This is the real obscenity.
There are many others in this country, not necessarily behind bars, who have been or are being given worse treatment than Reynaldo Mallari, who have suffered or are suffering worse travails than Reynaldo Mallari. But this is one case known to us, and it is one case you can do something about. Write to your congressmen and to newspaper editors, go out into the streets and demonstrate--do something to get him out of that dungeon, to get him the treatment that a human being deserves.
The dungeon he's in is the pornography that deserves to be condemned. What are miniskirts and Pogi magazine compared to the immorality of a society that permits such dungeons? It is the same dirty society that perpetuates the blight of poverty, the poverty that corrupts and degrades and kills.
3 comments:
di ba pinagbawalan din ang mga tao noon na sumilip kay godiva pero may isang taong sumuway sa pagbabawal-- si tom. at doon galing ang peeping tom?
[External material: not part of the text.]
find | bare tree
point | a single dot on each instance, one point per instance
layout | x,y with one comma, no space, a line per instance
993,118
Tama ka diyan, Anonymous. Eto ang sabi ng American Heritage Dictionary of the English Language tungkol kay Peeping Tom:
In an age when we can speak of peeping Tom cameras or electronic peeping Toms we have indeed come far from the time of the legendary peeping Tom. Godgifu (fl. 1040–1080), Lady Godiva to us, pledged her legendary ride as a means of persuading her husband, Leofric, Earl of Mercia, to lower taxes. In the original version of the story she was observed by all the townspeople as she disrobed, but in a much later version of the story a tailor or butcher named Tom was the only person to observe her as she rode by, everyone else having shuttered their windows as they had been asked. Peeping Tom, first recorded around 1796, has become a term for a voyeur, not at all a pleasant fate for this legendary fellow. As W.H. Auden has said, “Peeping Toms/are never praised, like novelists or bird watchers,/for their keenness of observation.”
Ayon naman sa Wikipedia:
Peeping Tom..., in the legend of Lady Godiva, watched her during her ride and was struck blind or dead.
Ka Pete,
Your blog is highly informative.I get to see another Lacaba Eyes.
I have a question for you hope you dont mind. Bakit si isinulat ni Rizal ang Mi Ultimo Adios sa Spanish text imbes na Tagalog text? hope to hear from you soon.